Abstract 913: Gamma Secretase Inhibitor Reduces diet-induced Atherosclerosis in Mice by Inhibiting the Notch signaling pathway in inflammatory cells.
Background: Gamma secretase inhibitor (GSI) is known to be effective for Alzheimer’s disease. GSI also inhibits the Notch signaling pathway. Meanwhile the Notch signaling is an integral pathway for maintenance of the immune system, which would progress atherosclerotic lesions. But it remained to be determined if GSI would prevent atherogenesis.
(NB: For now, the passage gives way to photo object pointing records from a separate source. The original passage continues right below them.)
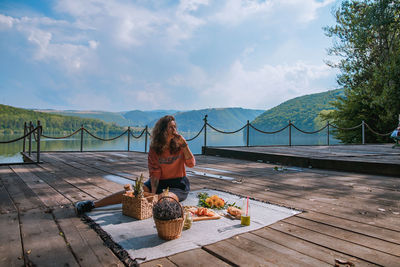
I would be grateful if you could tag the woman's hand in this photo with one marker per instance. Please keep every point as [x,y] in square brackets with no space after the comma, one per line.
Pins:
[180,140]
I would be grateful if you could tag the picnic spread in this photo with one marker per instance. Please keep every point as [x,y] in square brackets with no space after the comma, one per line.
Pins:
[170,217]
[140,237]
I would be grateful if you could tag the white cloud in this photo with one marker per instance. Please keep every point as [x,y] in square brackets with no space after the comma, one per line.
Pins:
[267,86]
[6,22]
[284,11]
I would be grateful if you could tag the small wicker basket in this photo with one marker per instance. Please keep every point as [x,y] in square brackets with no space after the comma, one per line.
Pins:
[170,229]
[139,207]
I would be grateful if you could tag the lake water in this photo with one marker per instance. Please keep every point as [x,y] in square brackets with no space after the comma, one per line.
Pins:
[10,153]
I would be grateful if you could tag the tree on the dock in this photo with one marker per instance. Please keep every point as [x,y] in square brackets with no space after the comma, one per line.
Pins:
[367,43]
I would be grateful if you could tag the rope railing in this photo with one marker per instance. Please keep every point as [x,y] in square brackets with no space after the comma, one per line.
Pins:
[191,139]
[346,129]
[19,138]
[313,132]
[220,131]
[140,135]
[385,134]
[62,137]
[37,133]
[273,132]
[103,139]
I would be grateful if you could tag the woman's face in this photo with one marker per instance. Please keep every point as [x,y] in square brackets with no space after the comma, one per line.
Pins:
[171,130]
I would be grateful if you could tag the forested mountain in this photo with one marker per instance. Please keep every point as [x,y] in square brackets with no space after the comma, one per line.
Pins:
[142,118]
[110,117]
[126,118]
[303,111]
[227,119]
[12,120]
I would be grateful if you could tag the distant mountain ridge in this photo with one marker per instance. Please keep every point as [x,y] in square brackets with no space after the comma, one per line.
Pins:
[303,111]
[188,121]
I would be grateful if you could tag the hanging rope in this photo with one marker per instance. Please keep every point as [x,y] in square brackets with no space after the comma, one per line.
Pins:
[215,129]
[62,137]
[386,134]
[104,139]
[137,137]
[351,128]
[19,138]
[188,140]
[314,132]
[269,132]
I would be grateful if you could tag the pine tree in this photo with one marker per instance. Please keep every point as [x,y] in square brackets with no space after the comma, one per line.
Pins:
[367,42]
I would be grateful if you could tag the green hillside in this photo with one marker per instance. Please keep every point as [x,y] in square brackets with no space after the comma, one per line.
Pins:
[143,118]
[110,117]
[227,119]
[303,111]
[12,120]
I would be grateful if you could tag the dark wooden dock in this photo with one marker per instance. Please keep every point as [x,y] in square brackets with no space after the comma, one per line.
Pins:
[350,217]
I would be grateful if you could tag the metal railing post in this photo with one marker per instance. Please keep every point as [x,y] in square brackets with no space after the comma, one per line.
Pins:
[205,130]
[290,133]
[30,138]
[145,139]
[248,132]
[82,138]
[129,139]
[23,144]
[327,126]
[39,133]
[363,132]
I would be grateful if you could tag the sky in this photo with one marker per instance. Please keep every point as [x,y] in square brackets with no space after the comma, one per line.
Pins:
[149,54]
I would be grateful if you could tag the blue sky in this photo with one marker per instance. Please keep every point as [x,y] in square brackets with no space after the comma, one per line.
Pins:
[190,54]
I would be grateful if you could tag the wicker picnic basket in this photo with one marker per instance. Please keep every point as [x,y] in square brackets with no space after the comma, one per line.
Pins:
[139,207]
[170,229]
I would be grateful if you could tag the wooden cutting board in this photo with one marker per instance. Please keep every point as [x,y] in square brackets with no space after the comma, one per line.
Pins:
[203,218]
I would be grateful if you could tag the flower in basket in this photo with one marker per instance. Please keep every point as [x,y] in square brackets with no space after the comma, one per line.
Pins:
[138,187]
[165,209]
[168,217]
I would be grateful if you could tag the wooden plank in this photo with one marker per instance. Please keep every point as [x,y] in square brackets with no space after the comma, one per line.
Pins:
[362,228]
[271,252]
[71,192]
[10,245]
[79,182]
[364,240]
[107,186]
[237,255]
[84,242]
[43,243]
[46,193]
[337,244]
[281,254]
[163,262]
[22,196]
[308,248]
[6,204]
[196,258]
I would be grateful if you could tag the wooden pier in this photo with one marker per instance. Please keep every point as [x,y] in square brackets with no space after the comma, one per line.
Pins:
[348,217]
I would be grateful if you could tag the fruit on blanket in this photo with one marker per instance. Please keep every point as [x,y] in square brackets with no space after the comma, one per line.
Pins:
[219,203]
[234,211]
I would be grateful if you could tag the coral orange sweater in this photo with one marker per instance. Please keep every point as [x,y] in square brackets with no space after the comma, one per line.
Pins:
[168,166]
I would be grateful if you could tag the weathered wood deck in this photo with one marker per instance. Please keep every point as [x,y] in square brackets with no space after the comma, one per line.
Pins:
[347,216]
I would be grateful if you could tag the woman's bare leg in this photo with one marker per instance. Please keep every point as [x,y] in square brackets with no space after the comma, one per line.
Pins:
[115,198]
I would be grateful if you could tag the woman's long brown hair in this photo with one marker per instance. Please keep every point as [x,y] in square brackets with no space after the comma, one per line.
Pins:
[160,134]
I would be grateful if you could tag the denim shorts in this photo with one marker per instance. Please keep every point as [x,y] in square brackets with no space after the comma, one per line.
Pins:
[178,186]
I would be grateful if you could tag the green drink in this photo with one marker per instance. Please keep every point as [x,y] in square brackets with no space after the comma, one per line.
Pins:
[245,220]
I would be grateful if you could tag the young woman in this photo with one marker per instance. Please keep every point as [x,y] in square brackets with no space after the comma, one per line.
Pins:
[169,154]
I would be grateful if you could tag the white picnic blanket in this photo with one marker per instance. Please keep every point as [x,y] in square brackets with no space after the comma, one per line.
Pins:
[139,237]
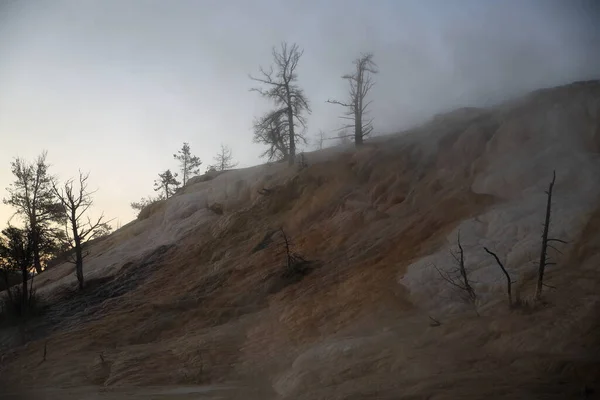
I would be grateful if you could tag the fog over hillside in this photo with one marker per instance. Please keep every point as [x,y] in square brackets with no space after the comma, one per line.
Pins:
[115,87]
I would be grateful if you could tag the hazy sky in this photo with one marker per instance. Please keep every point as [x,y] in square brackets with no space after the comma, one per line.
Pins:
[115,86]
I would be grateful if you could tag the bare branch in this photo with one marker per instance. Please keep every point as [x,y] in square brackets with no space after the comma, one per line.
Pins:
[508,280]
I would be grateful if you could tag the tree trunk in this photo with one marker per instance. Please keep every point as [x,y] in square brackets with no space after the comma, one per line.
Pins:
[7,283]
[24,289]
[358,135]
[78,260]
[37,262]
[290,111]
[543,263]
[78,250]
[79,266]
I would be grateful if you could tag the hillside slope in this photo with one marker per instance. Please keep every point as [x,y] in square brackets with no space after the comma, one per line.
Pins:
[198,292]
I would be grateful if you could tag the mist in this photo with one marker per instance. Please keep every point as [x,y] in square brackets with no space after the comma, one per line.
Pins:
[115,87]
Methods and Results: We administered GSI (LY411575 1mg/kg/day) or vehicle orally to ApoE-deficient mice with western diet for 8 weeks. In neointimal plaques of control mice, the accumulating macrophages and T cells highly expressed Notch1 as well as a downstream transcriptional factor, Hes-1. Cross sectional analysis of the aortic sinus showed that the total intimal lesion areas were significantly less in GSI-treated mice compared with control mice (control group vs. GSI group; 0.38 ± 0.04 vs. 0.21 ± 0.05 mm2; P<0.01; n=10 in each group). GSI-treated mice also showed significant reduction in fatty sclerotic lesions (control mice vs. GSI mice; 44 ± 2.8 vs. 27.3 ± 3.2 % of intimal Area; P<0.01; n=10 in each group) and decreased accumulation of macrophages and T cells in athrosclerotic intima. As reported previously, GSI-treatment resulted in the impairment of T cell differentiation in thymus and peripheral blood. In vitro study showed that GSI decreased acetylated-LDL uptake and migration of macrophages in a dose dependent manner.
Conclusion: GSI suppresses atherogenesis in ApoE-deficient mice in vivo by inhibition of Notch signaling in immune cells. Our findings indicate that GSI is a novel candidate agent to treat atherosclerosis.